Some of the oldest paintings at the Cueva de Jose Maria. The same glyphs can be seen above in the Judacula Rock.

Original Taino cave art

The Jose’ Maria Cave Paintings are located in the eastern tip of the Dominican Republic. When discovered a few years ago, archaeologists assumed that all the painted or engraved images dated from the period when the Spanish initially invaded the Caribbean Basin. Sections of the murals clearly portray Spaniards, Spanish ships and Spanish atrocities. Recently, closer examination of the art in this and nearby caverns have revealed some that date from the earliest era of the Taino’s existence. It is believed that a distinct “Taino” Culture originated around 800 AD in most areas of the Antilles.
As can be seen above, the artistic themes are very similar to that found on the Judicula Rock. They are traditional Itza Maya symbols that in some designs have have stalks and leaves on them. However, unlike Itza Maya and Proto-Creek art, the glyphs are arranged chaotically, rather than in intertwined compositions. 

Most history text books present a very simplistic picture of the Caribbean Basin’s past very similar in the nature of its inaccuracies to the simplistic description of Southeastern Native American past in history textbooks. A new generation of archaeologists have identified a very complex pattern of many ethnic groups and cultural influences sweeping through the region from the west, north and south. They now view the Taino People as a unique, hybrid culture, which evolved in the Antilles.
Anthropologist Irving Rouse has identified two alternative explanations of the Taino’s arrival in the Caribbean Basin. One faction of ethnologists contends that the ancestors of the Taíno came from the center of the Amazon Basin, and are related to the Yanomama. This is indicated by linguistic, cultural and ceramic evidence. They migrated to the Orinoco valley on the north coast. From there they reached the Caribbean by way of what is now Guyana and Venezuela into Trinidad, proceeding along the Lesser Antilles to Cuba and the Bahamian archipelago. Evidence that supports this theory includes the tracing of the ancestral cultures of these people to the Orinoco Valley and their languages to the Amazon Basin.
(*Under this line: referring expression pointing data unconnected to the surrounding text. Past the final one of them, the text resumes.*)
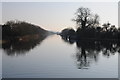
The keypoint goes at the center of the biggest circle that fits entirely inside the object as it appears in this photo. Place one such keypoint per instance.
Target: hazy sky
(57, 15)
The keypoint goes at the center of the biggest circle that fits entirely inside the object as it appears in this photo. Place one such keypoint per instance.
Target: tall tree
(84, 18)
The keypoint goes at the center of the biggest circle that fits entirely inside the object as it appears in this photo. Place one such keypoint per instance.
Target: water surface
(54, 57)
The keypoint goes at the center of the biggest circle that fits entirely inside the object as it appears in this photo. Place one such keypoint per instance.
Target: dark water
(54, 57)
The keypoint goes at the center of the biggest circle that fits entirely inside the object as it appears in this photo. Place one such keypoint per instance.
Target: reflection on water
(54, 58)
(13, 48)
(89, 50)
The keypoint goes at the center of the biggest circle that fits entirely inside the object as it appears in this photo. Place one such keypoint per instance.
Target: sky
(56, 16)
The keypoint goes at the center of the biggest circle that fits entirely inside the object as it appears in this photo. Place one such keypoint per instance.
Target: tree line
(88, 27)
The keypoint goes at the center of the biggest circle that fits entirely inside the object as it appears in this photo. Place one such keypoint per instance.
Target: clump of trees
(13, 29)
(88, 26)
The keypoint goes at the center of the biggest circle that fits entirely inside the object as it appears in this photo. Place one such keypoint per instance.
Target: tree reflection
(88, 51)
(19, 47)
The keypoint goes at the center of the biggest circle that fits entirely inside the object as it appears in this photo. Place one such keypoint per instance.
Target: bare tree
(84, 18)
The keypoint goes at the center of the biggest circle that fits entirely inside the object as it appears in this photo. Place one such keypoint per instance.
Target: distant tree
(106, 26)
(84, 18)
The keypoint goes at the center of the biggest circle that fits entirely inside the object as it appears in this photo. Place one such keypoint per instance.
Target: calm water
(54, 57)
The alternate theory, known as the circum-Caribbean theory, contends that the ancestors of the Taíno diffused from the Colombian Andes. Julian H. Steward, who originated this concept, suggests a migration from the Andes to the Caribbean and a parallel migration into Central America and into the Guianas, Venezuela, and the Amazon Basin of South America.

Essentially, what both theories are saying is that immigration into the Caribbean Basin consisted of many small bands from South America and Central America, whose cultures homogenized once they reached the Caribbean Islands. That description seems to equally apply to the Southeast. In an era before the Taino Culture developed to its full fluorescence, Arawak bands entered the Southeast and migrated northward, perhaps as far north as the Shenandoah Valley in Virginia. They partially mixed with the existing Uchee, Muskogean, Amazonian and Panoan Peoples and then were culturally modified by the arrival of Mesoamericans. The varying mix of these diverse cultures resulted in the provinces encountered by 16th century European explorers.



Less easy to explain is the extreme similarity between petroglyphs in North Georgia and Western North Carolina to the petroglyphs at Parowan Gap, Utah. Parowan means “Amazonian People” in the Ute Language, which is essentially the same meaning as Apalache. The most likely explanation is the bands of Apalache-Arawak hybrids ventured at least 1,700 miles westward. They may have reached the Pacific Coast.

Because anthropologists have never compared the petroglyphs in the Southern Appalachians to those in Utah, there has been no research into the impact of contacts between Muskogeans and Uto-Aztecans in the Southwest. The Creeks do have cultural memories of long expeditions to the north and west, but no one among the Creeks ever considered that these expeditions might have reached the Sierra Madre Mountains or even California. Did a Muskogean tribe develop in the Southwest from these bands Apalache explorers? Again, no one has ever asked the question before.